Gemma Simmonds is a sister of the Congregation of Jesus. An honorary fellow of Durham University and past president of the Catholic Theological Association of Great Britain, she has studied at the universities of Paris, London, Rio de Janeiro and Cambridge, where she undertook a doctorate in theology.
After a career in secondary teaching Gemma worked as chaplain in the Universities of Cambridge and London. Returning from study and missionary work among women and street children in Brazil in 1992, she was a volunteer chaplain in Europe’s largest women’s prison, HMP Holloway, until its closure in 2016. From 2005-2018 she was a senior lecturer in Pastoral Theology at Heythrop College, University of London, teaching and researching in the fields of theology of religious life, Christian spirituality, ecclesiology and Catholic education. Gemma is also a simultaneous translator and interpreter in four languages and a regular broadcaster on religious programmes for the BBC & other media.

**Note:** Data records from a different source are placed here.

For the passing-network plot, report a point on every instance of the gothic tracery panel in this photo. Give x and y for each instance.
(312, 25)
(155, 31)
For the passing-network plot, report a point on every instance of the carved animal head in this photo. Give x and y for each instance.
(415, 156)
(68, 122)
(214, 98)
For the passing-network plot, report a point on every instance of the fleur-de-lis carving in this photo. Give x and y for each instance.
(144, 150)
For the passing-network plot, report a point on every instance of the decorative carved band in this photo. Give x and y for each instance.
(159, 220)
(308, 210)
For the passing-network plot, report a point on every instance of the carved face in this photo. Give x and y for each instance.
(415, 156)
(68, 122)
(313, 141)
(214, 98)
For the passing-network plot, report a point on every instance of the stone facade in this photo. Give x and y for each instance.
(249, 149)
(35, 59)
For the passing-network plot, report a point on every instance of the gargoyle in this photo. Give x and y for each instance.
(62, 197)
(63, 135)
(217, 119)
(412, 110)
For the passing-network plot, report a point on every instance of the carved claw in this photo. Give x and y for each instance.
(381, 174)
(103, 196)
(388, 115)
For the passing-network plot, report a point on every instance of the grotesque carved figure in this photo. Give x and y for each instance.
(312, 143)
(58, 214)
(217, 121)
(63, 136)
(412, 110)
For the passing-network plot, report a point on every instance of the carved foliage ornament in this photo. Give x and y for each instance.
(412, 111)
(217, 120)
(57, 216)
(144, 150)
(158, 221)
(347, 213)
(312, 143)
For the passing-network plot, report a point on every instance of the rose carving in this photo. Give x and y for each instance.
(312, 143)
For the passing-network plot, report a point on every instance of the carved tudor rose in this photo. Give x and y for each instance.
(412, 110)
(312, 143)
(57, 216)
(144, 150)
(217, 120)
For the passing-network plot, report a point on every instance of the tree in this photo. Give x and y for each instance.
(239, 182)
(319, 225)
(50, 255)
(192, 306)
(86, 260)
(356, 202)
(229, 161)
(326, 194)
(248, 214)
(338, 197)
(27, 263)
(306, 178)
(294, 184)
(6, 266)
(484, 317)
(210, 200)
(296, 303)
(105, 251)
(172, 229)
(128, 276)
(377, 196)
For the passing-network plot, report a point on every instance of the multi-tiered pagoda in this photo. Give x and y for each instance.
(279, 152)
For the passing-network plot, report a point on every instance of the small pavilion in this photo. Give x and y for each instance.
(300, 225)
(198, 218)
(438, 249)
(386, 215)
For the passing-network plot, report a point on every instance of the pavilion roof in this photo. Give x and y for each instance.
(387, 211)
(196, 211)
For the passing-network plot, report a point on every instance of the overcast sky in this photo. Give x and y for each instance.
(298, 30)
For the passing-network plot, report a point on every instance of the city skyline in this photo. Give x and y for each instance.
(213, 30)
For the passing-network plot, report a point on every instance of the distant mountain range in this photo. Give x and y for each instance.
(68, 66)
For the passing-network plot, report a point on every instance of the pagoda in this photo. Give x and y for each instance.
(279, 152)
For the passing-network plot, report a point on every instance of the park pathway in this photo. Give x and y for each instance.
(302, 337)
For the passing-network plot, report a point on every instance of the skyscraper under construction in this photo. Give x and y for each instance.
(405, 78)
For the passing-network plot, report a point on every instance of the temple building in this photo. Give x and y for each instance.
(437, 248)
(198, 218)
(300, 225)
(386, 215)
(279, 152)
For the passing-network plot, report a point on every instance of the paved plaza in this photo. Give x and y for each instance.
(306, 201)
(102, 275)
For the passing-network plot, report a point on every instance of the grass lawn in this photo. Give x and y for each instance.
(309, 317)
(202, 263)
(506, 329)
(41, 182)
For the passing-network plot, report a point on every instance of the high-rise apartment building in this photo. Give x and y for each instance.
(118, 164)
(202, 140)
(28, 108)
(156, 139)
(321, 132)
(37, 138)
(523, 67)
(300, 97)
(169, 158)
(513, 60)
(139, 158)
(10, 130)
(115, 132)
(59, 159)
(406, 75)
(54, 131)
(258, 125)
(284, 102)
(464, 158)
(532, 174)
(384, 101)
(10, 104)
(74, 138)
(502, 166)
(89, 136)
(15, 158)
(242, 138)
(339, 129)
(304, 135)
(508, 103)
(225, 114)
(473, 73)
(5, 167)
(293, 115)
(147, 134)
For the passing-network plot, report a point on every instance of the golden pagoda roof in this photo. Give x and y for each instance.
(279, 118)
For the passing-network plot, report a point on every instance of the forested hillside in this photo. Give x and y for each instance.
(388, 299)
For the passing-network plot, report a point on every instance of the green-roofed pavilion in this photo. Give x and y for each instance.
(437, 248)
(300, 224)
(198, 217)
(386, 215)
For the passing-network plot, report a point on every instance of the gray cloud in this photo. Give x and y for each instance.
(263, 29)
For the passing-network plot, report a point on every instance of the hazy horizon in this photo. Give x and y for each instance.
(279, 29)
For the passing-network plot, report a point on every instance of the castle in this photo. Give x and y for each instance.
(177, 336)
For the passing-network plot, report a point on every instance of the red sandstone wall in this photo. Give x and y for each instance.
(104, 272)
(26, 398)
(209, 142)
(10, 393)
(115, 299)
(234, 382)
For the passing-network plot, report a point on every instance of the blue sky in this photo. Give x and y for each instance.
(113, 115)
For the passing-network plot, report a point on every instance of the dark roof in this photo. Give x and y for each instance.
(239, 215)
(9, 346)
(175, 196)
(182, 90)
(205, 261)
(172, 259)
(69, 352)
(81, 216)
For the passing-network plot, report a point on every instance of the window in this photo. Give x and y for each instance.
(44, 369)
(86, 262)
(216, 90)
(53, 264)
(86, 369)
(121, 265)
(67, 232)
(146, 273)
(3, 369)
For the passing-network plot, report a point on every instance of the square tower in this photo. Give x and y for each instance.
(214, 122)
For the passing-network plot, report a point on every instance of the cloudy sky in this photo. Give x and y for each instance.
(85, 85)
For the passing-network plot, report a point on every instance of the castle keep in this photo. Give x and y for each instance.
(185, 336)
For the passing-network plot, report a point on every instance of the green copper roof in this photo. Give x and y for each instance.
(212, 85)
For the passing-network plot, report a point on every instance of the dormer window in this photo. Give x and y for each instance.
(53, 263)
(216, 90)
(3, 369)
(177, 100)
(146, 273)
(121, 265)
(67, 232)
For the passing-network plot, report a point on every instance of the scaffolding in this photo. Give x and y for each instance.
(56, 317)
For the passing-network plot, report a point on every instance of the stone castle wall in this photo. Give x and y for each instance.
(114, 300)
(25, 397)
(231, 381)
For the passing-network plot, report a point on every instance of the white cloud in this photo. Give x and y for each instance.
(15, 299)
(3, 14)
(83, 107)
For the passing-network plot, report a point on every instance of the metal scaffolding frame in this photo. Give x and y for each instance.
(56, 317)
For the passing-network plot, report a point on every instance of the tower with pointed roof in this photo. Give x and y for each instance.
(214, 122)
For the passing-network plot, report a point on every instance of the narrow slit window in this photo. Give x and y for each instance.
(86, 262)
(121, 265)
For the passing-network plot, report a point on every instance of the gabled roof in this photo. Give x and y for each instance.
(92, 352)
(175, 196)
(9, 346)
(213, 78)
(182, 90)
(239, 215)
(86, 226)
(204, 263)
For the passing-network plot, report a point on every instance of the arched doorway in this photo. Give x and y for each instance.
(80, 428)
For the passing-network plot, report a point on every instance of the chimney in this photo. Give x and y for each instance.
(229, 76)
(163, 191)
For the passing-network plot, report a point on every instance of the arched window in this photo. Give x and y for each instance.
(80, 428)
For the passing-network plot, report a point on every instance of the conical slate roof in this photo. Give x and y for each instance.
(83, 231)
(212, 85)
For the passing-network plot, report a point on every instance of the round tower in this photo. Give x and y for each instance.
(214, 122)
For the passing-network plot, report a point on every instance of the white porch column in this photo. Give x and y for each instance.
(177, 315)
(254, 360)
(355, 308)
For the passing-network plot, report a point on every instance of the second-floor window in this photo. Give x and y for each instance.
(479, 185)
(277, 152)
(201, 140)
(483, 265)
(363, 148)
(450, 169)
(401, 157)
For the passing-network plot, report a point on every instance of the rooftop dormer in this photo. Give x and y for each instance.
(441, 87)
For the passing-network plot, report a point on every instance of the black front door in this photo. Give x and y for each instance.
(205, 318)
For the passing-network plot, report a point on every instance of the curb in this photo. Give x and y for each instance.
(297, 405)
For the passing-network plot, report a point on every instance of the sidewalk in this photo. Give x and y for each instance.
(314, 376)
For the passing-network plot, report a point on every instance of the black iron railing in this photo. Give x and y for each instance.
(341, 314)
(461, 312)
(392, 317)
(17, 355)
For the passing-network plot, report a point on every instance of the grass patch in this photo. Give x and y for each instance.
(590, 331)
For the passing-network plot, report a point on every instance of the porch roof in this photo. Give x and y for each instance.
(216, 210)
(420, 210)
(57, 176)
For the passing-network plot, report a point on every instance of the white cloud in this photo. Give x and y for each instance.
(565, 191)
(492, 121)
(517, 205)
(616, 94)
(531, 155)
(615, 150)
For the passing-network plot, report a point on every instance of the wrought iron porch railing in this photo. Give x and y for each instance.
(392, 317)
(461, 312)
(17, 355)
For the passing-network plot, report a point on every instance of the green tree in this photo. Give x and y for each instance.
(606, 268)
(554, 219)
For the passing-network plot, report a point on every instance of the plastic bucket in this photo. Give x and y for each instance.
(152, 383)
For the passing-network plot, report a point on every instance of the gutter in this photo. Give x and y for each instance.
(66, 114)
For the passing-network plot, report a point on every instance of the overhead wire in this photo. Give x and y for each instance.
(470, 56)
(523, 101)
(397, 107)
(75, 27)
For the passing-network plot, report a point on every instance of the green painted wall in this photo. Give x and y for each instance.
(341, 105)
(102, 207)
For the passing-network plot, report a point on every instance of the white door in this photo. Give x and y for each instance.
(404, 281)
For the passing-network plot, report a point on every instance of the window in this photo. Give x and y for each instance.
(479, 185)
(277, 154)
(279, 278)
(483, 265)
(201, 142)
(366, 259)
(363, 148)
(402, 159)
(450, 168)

In 2018 Gemma joined the staff of the Margaret Beaufort Institute as director of the Religious Life Institute [RLI], founded at Heythrop College in 2007. She also teaches courses in Christian spirituality. Her most recent book, The Way of Ignatius, was published by SPCK in 2018 and featured as the online Lent retreat for Pray As You Go www.pray-as-you-go.org on Android and iOS apps.

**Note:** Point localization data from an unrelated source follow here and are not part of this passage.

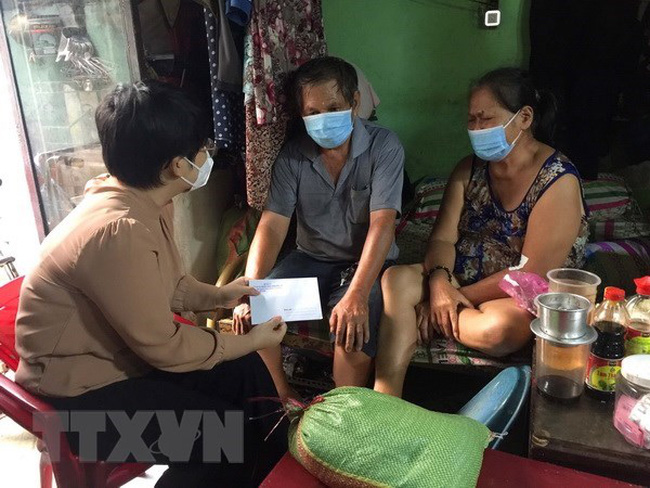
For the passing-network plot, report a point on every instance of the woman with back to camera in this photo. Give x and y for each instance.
(95, 329)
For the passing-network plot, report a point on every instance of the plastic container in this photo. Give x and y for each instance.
(637, 338)
(562, 345)
(632, 408)
(610, 322)
(576, 281)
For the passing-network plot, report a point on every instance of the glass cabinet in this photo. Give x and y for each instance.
(66, 55)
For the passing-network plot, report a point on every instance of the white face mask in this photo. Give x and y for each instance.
(204, 173)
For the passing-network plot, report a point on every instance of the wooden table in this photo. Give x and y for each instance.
(582, 436)
(499, 470)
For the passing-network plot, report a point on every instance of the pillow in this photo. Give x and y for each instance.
(619, 262)
(356, 437)
(608, 197)
(425, 205)
(625, 228)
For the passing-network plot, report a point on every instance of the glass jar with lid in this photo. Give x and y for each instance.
(632, 407)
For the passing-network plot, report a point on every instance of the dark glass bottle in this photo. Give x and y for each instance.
(607, 352)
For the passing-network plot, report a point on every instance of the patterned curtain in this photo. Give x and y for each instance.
(282, 35)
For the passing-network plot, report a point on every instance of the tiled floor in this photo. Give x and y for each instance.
(19, 460)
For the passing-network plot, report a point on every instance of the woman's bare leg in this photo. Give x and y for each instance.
(351, 368)
(497, 328)
(402, 287)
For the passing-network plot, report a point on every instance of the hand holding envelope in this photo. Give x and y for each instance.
(293, 299)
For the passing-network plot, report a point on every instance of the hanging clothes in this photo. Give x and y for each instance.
(369, 100)
(282, 35)
(227, 98)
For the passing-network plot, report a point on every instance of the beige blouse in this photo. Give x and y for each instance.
(98, 306)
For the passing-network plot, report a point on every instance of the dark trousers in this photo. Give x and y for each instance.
(226, 387)
(298, 264)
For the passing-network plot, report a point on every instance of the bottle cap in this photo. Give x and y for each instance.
(643, 285)
(636, 369)
(614, 294)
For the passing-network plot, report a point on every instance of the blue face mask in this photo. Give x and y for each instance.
(331, 129)
(491, 144)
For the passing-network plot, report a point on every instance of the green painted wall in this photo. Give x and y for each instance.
(421, 56)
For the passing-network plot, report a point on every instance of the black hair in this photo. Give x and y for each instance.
(513, 89)
(321, 70)
(143, 126)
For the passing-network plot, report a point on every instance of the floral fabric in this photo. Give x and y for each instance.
(282, 35)
(491, 239)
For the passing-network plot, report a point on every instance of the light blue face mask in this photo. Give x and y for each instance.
(331, 129)
(491, 144)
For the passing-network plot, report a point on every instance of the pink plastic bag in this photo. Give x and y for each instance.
(524, 287)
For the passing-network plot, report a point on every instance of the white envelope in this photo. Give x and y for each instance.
(292, 299)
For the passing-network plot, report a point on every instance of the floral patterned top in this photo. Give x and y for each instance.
(490, 238)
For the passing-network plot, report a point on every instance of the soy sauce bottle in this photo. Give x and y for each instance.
(610, 321)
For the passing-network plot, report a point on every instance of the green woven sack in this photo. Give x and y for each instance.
(356, 437)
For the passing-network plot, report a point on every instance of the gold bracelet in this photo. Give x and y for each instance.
(428, 274)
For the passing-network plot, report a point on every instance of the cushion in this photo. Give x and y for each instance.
(624, 228)
(619, 262)
(356, 437)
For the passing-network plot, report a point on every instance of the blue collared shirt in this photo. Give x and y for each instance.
(333, 219)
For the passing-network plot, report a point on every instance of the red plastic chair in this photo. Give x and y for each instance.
(22, 406)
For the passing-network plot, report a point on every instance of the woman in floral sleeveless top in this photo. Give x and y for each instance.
(515, 202)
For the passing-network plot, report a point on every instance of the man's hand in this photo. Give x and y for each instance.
(349, 321)
(426, 323)
(230, 295)
(241, 318)
(268, 334)
(444, 301)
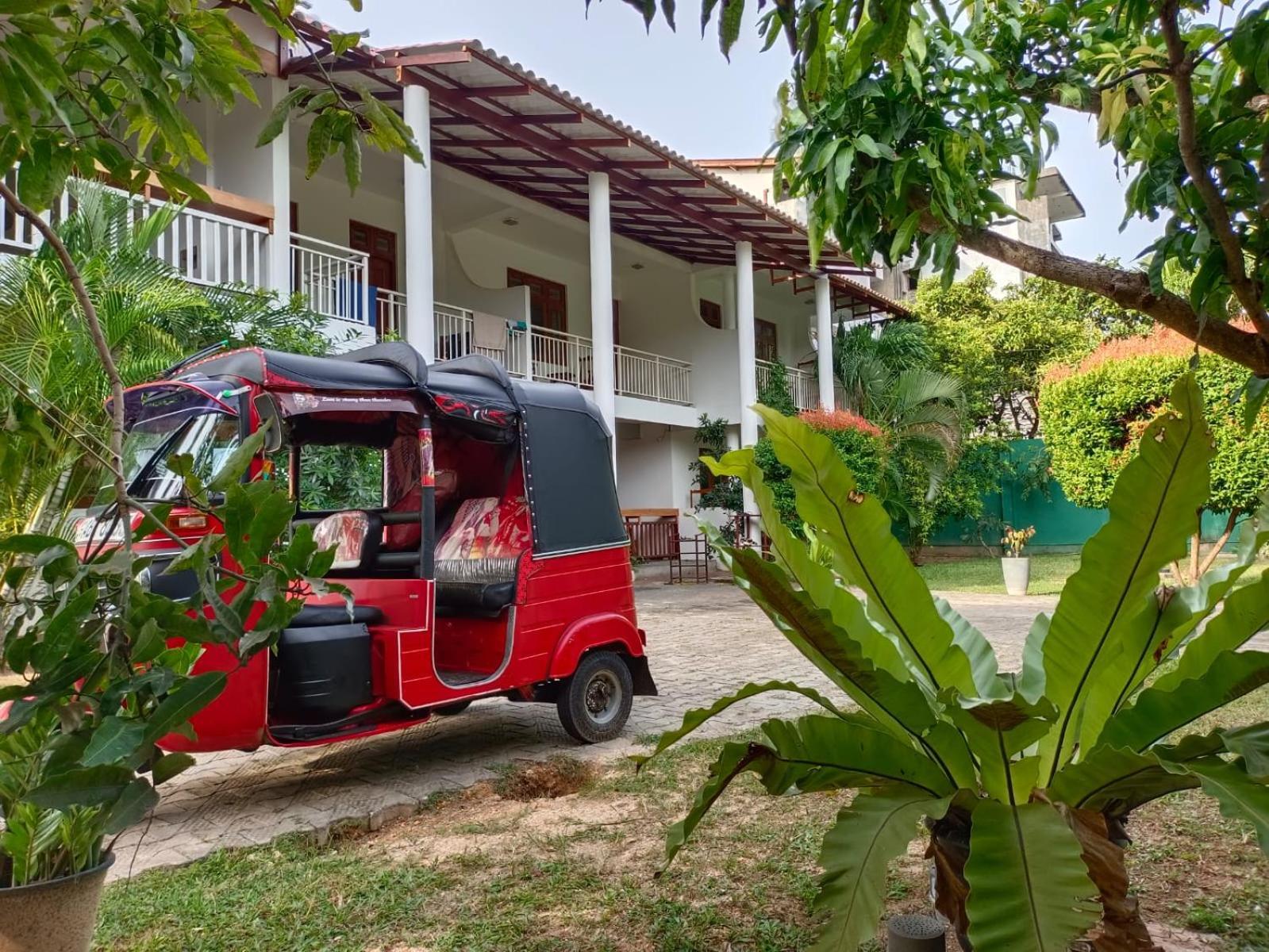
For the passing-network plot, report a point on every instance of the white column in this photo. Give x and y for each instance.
(748, 362)
(419, 286)
(745, 340)
(824, 340)
(279, 194)
(602, 302)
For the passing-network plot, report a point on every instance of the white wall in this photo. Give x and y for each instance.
(237, 165)
(654, 469)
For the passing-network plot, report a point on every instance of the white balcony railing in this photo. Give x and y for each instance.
(205, 248)
(557, 355)
(390, 311)
(332, 277)
(652, 378)
(802, 386)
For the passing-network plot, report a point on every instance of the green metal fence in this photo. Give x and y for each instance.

In collaboration with the Centre for Catholic Studies in Durham University, Gemma has travelled the world giving courses and workshops on the theology of religious life in Europe, Australasia, Africa, North America and India. She is a trustee of the ecumenical Community of St. Anselm based at Lambeth Palace, London. The RLI’s current research, funded by the Conrad N. Hilton Foundation, analyses the experience of women who have entered religious life in the UK and Ireland since 2000. A further associated project, under the leadership of Drs. Catherine Sexton and María Calderón Muñoz, in collaboration with the Association of Consecrated Women of Eastern and Central Africa [ACWECA], explores the sustainability of religious life for women in Kenya, Malawi, Tanzania, Uganda and Zambia.